The Scope and Nature of Elder Abuse:

The age structure of America’s population is moving towards an all time high level of elderly, those 65 years of age or older. The “baby boomers,” those born between 1945 and 1960, will “be retiring beginning in 2010, and by 2030 they will constitute more than 20 percent of the population (Dye, 1990).” This increase in our elder population, and the resultant “gray power” will bring into focus many issues specific to the elderly; one of which is the abuse of the elderly and which has only in recent years become visible to the public eye. Of the 31 million persons over 65 years of age in America’s population today, most of them are women (Dye, 1990) and the aged female is the most likely to suffer at the hands of an abusive caregiver (Sullivan and Thompson, 1991). This paper will attempt to bring to light what appears to be a possible mis-vision in the causal view of elder abuse and will also attempt to illustrate a concept of cause for elder abuse that appears to have a more compelling validity than the current prevailing wisdom.For purposes of this paper, elder abuse will be considered to be physical or psychological abuse, and abuse by neglect of a caregiver. This paper will not consider the abuses that occur as a result of financial manipulation by the caregiver of the elders’ monetary affairs even though this is a common form of abuse of the elderly. If financial abuse were to be considered in this paper, the number of cases discussed would be far greater than those mentioned.

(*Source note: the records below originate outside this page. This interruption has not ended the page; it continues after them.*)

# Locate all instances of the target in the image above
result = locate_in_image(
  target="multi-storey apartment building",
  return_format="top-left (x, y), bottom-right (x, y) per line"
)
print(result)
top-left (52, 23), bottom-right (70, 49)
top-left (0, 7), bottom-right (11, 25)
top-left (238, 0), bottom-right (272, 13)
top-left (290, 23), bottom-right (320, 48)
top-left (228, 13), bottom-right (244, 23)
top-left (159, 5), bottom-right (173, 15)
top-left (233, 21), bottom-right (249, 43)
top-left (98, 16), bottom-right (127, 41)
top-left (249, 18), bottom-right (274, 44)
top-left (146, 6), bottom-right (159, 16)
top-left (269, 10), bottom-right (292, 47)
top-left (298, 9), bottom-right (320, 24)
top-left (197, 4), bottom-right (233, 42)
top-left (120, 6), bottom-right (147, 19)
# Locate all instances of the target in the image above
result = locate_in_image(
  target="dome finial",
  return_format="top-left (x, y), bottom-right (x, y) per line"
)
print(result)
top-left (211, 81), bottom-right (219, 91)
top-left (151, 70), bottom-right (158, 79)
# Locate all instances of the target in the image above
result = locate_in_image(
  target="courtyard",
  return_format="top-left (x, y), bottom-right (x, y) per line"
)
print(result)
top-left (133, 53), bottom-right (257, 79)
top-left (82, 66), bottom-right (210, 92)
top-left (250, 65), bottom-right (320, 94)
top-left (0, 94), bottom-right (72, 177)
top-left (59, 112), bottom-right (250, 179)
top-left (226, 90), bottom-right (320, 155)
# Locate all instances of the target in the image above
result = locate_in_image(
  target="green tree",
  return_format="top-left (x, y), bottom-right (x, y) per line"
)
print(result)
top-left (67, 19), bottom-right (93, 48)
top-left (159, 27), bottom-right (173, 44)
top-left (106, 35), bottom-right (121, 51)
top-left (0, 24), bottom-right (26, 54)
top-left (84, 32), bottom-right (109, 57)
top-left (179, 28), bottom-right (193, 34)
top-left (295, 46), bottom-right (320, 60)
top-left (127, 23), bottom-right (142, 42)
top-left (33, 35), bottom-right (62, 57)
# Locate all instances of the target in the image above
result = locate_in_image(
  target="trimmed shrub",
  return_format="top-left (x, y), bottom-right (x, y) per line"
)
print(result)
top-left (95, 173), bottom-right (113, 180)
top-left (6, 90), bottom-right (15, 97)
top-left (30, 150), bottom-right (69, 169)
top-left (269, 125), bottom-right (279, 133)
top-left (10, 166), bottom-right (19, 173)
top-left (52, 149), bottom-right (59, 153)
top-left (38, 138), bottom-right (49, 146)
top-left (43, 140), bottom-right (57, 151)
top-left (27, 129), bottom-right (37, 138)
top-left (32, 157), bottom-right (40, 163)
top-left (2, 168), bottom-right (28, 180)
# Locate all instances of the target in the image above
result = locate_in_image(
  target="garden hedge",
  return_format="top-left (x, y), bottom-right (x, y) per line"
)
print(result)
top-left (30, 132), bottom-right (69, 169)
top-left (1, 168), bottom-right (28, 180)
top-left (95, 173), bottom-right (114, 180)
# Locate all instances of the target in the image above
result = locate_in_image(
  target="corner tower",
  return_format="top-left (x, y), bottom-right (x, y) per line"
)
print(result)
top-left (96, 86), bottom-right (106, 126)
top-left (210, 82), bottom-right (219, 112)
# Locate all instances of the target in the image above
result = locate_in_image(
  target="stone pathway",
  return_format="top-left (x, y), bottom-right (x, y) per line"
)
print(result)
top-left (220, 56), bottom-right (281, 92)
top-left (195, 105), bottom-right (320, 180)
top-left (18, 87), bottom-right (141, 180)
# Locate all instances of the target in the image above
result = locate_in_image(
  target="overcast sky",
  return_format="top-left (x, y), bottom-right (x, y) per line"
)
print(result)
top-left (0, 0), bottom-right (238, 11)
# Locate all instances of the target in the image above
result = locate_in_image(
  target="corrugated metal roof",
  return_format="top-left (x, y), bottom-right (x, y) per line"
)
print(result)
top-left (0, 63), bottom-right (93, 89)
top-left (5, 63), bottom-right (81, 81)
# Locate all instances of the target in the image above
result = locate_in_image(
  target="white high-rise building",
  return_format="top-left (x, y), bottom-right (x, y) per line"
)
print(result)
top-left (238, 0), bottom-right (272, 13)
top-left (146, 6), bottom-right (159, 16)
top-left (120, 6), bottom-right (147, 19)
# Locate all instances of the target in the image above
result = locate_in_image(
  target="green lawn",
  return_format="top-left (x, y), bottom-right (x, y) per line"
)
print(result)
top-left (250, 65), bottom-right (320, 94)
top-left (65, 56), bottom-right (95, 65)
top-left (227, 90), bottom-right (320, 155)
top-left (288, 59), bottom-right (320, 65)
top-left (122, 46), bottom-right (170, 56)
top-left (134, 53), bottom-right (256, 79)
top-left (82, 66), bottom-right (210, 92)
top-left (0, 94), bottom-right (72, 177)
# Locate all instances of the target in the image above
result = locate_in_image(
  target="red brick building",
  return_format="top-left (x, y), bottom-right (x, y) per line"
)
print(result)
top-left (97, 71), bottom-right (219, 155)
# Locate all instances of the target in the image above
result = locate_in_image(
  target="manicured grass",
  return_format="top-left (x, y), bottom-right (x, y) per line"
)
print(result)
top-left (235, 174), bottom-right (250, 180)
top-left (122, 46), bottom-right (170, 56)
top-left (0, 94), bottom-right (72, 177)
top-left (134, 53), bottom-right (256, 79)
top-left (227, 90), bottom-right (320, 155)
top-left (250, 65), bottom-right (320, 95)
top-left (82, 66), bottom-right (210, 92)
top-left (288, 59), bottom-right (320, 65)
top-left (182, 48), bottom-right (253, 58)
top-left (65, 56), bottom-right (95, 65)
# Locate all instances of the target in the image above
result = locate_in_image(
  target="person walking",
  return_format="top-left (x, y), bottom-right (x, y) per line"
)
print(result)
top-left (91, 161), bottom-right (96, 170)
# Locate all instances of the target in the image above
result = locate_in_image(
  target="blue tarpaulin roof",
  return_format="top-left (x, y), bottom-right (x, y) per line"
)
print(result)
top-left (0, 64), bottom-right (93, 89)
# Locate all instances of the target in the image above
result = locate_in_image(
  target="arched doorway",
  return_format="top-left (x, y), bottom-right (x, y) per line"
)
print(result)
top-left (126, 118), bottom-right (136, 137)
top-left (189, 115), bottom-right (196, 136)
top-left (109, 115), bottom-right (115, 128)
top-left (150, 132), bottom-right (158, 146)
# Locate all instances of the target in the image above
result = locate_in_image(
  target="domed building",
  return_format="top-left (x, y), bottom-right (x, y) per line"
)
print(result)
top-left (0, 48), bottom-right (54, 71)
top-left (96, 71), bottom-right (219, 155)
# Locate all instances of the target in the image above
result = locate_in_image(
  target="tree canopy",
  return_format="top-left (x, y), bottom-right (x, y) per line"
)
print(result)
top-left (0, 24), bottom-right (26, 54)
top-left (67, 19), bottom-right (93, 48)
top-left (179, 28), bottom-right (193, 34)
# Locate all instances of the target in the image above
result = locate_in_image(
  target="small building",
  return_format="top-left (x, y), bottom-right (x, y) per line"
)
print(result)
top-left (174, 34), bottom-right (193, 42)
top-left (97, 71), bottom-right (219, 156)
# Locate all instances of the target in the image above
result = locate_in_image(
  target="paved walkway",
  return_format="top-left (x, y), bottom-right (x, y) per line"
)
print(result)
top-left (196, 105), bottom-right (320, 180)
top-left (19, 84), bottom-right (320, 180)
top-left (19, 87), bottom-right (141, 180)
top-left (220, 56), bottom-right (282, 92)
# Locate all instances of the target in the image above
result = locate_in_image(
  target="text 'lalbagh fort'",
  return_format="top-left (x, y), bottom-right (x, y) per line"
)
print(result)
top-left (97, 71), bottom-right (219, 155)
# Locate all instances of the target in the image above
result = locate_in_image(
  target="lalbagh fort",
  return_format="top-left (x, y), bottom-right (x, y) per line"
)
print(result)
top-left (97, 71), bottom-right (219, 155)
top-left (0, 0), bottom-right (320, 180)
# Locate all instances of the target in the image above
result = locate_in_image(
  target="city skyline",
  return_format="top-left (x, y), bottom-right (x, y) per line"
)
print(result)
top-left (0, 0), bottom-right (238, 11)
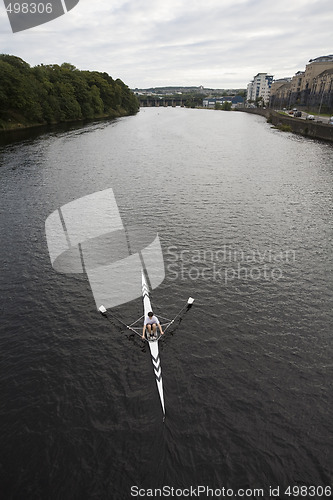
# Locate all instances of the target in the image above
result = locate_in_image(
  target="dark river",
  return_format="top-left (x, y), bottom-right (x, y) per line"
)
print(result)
top-left (0, 108), bottom-right (333, 500)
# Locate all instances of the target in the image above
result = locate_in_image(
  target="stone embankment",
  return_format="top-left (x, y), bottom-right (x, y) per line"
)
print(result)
top-left (240, 108), bottom-right (333, 142)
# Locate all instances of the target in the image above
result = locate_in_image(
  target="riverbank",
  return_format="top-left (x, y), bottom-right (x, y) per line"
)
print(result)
top-left (0, 109), bottom-right (133, 135)
top-left (238, 108), bottom-right (333, 142)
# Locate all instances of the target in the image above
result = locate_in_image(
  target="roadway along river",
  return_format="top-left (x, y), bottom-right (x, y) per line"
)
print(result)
top-left (0, 108), bottom-right (333, 500)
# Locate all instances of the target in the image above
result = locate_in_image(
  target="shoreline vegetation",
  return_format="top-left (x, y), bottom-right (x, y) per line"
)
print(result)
top-left (0, 54), bottom-right (139, 133)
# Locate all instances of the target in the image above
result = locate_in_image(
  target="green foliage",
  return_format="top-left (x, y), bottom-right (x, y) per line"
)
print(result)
top-left (0, 54), bottom-right (139, 127)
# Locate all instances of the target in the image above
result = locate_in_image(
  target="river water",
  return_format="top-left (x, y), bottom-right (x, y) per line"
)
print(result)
top-left (0, 108), bottom-right (333, 500)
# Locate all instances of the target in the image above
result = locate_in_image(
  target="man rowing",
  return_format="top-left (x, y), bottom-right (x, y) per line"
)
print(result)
top-left (142, 311), bottom-right (164, 339)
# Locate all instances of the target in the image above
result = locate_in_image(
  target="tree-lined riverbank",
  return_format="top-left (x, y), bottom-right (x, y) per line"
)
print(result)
top-left (0, 54), bottom-right (139, 131)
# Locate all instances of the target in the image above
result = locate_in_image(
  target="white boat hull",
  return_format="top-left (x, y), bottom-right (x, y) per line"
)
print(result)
top-left (142, 271), bottom-right (165, 415)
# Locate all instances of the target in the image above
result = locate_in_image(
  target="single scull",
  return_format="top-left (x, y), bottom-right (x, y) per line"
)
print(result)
top-left (98, 270), bottom-right (194, 421)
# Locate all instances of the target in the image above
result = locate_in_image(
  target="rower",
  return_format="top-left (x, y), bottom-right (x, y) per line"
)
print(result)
top-left (142, 311), bottom-right (164, 339)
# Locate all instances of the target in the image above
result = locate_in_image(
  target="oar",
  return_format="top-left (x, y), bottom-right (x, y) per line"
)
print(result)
top-left (98, 306), bottom-right (142, 339)
top-left (164, 297), bottom-right (194, 333)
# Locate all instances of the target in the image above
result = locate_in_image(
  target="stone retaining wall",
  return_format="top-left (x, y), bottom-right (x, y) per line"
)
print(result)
top-left (239, 108), bottom-right (333, 142)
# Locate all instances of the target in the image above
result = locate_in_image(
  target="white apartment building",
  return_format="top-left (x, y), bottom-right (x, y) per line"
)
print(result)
top-left (246, 73), bottom-right (274, 104)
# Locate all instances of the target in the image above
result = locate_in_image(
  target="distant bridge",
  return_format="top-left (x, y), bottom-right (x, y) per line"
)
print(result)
top-left (138, 96), bottom-right (187, 108)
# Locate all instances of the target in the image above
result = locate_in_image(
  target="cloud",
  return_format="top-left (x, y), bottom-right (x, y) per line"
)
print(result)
top-left (0, 0), bottom-right (333, 88)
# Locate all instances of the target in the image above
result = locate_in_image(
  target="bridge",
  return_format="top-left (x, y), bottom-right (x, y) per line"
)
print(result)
top-left (138, 96), bottom-right (184, 108)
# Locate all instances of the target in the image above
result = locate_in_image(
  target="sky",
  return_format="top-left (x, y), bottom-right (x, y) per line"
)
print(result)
top-left (0, 0), bottom-right (333, 89)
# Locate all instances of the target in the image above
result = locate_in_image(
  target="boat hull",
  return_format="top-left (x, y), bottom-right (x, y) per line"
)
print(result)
top-left (142, 271), bottom-right (165, 415)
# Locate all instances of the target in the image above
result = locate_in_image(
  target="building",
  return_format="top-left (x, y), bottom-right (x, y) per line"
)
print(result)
top-left (269, 55), bottom-right (333, 113)
top-left (202, 95), bottom-right (244, 108)
top-left (246, 73), bottom-right (273, 105)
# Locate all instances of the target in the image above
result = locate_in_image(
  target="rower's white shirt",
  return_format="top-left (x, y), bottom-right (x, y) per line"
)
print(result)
top-left (145, 316), bottom-right (160, 325)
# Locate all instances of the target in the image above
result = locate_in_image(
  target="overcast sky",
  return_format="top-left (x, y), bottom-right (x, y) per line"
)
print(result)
top-left (0, 0), bottom-right (333, 88)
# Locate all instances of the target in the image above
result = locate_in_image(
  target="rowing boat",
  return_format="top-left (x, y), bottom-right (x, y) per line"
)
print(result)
top-left (142, 271), bottom-right (165, 418)
top-left (98, 270), bottom-right (194, 422)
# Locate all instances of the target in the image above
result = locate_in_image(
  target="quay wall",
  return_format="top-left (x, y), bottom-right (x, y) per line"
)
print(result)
top-left (239, 108), bottom-right (333, 142)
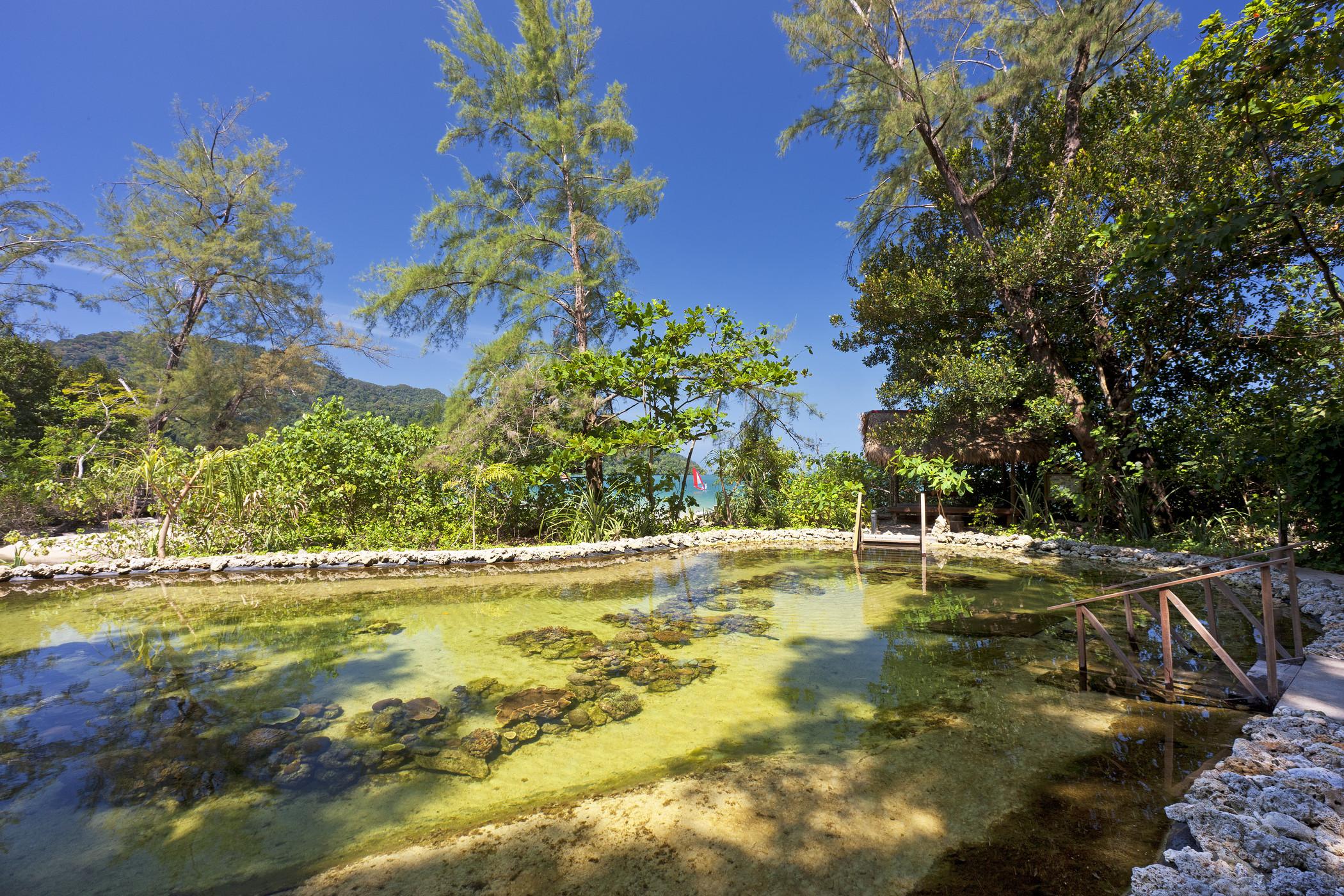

“Understanding elder abuse is of major importance because it is a dilemma which most of us will face: first, as a caregiver, and later when we grow older, as a dependent elder (Steinmetz, 1981).” While most of us will escape individual personal impact by the more sensational social issues like street violence, unemployment, child and spousal abuse … not one of us, if we are lucky enough to live long enough, will escape the reality of aging. A Massachusetts survey of professionals and paraprofessionals noted that fully 55% of the respondents to their survey reported at least one incident of elder abuse in the 18 months immediately prior to the survey (O’Malley, 1979). Thus, it seems almost certain that many of us will become intimately involved either personally or through our family, with an incidence of elder abuse during our lifetime.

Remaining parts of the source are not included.